Mr Firbank said: “On average 40 new people approach us each week for issues with both drugs and alcohol, more than double the numbers presenting pre-pandemic.”
The pandemic has also changed how people are able to access addiction support.
Ruth Bradford from Forward Leeds said they had “had to adapt.”
“We’re being very much more flexible to the needs of the individuals who come to our service.
“When they’re on their lunch break we can have a telephone or a Zoom intervention with them, and we know that it’s been as effective as having these face-to-face consultations.
“It’s helped them to engage more with us and complete their treatment journeys.”
While the move to digital support services has encouraged user numbers, the stigma of people accessing support still exists, says Dan Hunt, a community engagement coordinator at the We Are With You charity.
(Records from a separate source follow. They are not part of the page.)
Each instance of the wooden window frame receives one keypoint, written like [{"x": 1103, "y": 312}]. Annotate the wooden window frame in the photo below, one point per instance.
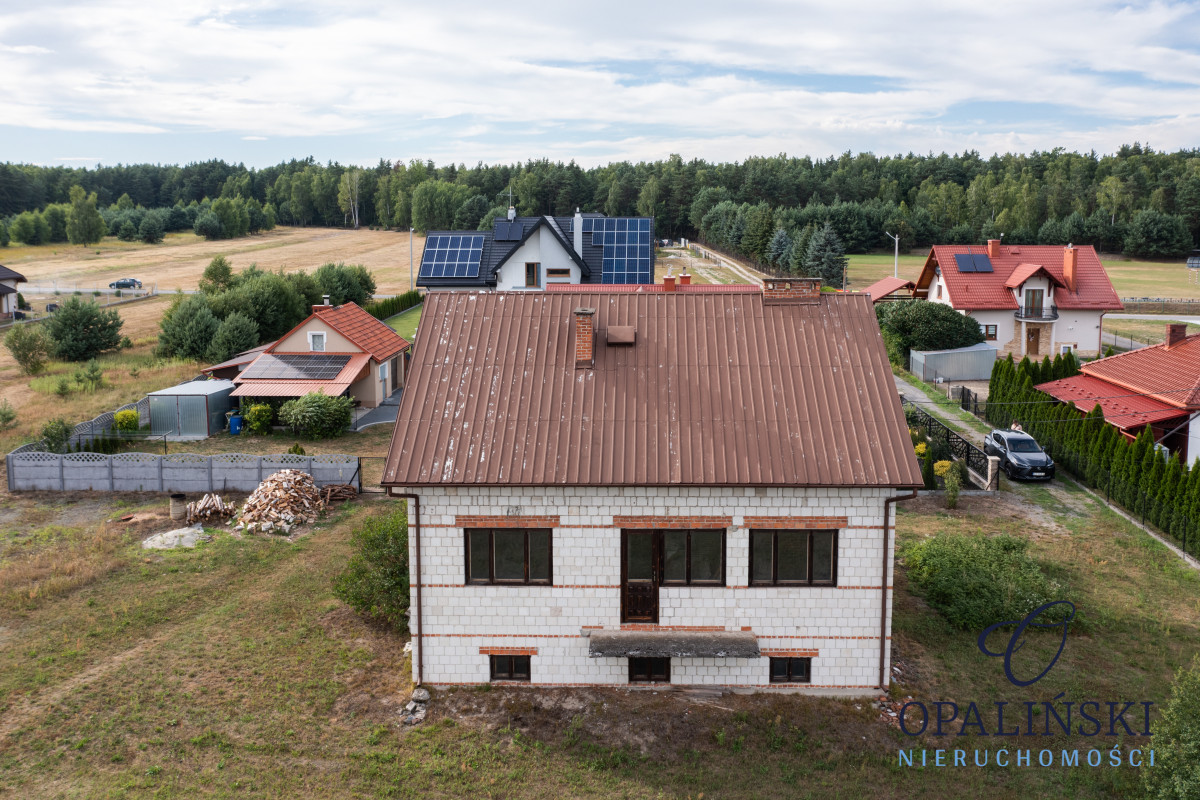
[
  {"x": 801, "y": 677},
  {"x": 510, "y": 668},
  {"x": 774, "y": 558},
  {"x": 635, "y": 675},
  {"x": 492, "y": 581},
  {"x": 688, "y": 581}
]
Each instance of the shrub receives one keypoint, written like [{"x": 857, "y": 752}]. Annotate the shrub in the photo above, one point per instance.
[
  {"x": 30, "y": 347},
  {"x": 83, "y": 330},
  {"x": 7, "y": 415},
  {"x": 258, "y": 419},
  {"x": 55, "y": 434},
  {"x": 375, "y": 583},
  {"x": 317, "y": 416},
  {"x": 978, "y": 581},
  {"x": 1176, "y": 774}
]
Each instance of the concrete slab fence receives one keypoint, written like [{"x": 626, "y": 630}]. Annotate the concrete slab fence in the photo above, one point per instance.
[{"x": 137, "y": 471}]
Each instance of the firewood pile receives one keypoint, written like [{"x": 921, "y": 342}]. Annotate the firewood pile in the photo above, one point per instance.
[
  {"x": 210, "y": 507},
  {"x": 281, "y": 501},
  {"x": 337, "y": 492}
]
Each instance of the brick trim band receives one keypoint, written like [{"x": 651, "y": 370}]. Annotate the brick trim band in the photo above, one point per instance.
[
  {"x": 672, "y": 522},
  {"x": 804, "y": 523},
  {"x": 492, "y": 521}
]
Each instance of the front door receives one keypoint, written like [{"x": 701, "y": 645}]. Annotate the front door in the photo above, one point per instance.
[{"x": 640, "y": 567}]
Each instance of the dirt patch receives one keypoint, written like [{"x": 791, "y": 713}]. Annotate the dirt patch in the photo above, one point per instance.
[{"x": 661, "y": 723}]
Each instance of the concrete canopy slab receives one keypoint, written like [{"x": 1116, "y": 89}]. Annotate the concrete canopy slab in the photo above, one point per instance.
[{"x": 673, "y": 644}]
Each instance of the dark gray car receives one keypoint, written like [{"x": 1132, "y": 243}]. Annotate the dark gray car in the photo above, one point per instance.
[{"x": 1020, "y": 456}]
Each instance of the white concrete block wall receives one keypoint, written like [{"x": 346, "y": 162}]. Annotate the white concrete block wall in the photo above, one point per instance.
[{"x": 840, "y": 623}]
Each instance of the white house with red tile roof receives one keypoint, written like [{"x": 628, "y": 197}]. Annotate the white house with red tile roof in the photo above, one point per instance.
[
  {"x": 1158, "y": 386},
  {"x": 1033, "y": 300},
  {"x": 336, "y": 350}
]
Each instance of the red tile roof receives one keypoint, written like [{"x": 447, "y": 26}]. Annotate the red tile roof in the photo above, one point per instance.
[
  {"x": 719, "y": 389},
  {"x": 364, "y": 330},
  {"x": 886, "y": 287},
  {"x": 1121, "y": 407},
  {"x": 988, "y": 290},
  {"x": 1171, "y": 376}
]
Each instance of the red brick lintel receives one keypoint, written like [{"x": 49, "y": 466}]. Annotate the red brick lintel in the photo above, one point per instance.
[
  {"x": 480, "y": 521},
  {"x": 673, "y": 523},
  {"x": 795, "y": 522},
  {"x": 508, "y": 651}
]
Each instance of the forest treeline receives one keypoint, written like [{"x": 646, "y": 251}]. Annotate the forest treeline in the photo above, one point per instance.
[{"x": 1138, "y": 199}]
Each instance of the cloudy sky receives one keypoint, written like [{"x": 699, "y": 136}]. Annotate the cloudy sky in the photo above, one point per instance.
[{"x": 258, "y": 82}]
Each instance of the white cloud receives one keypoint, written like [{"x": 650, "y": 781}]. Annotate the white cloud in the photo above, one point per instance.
[{"x": 461, "y": 82}]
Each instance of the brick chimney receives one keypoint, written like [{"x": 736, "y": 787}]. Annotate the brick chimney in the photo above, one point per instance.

“There’s a lot of work still to be done around drug and alcohol and I think we’ve got to start treating it as a health condition.
“There’s such a stigma attached to drug and alcohol services about a specific type of people accessing them, that people are afraid to come in or seek the help because they don’t feel they belong to that same group of individuals.”
Ms Jackson backed this view up saying: “People view addiction [as though] it’s somebody on the streets begging or they look dishevelled and they think, ‘that’s the face of addiction’. Actually it’s not.
“Addiction doesn’t discriminate, that’s the thing. It’s not just poor people who are living on the breadline, it goes right to the very top.”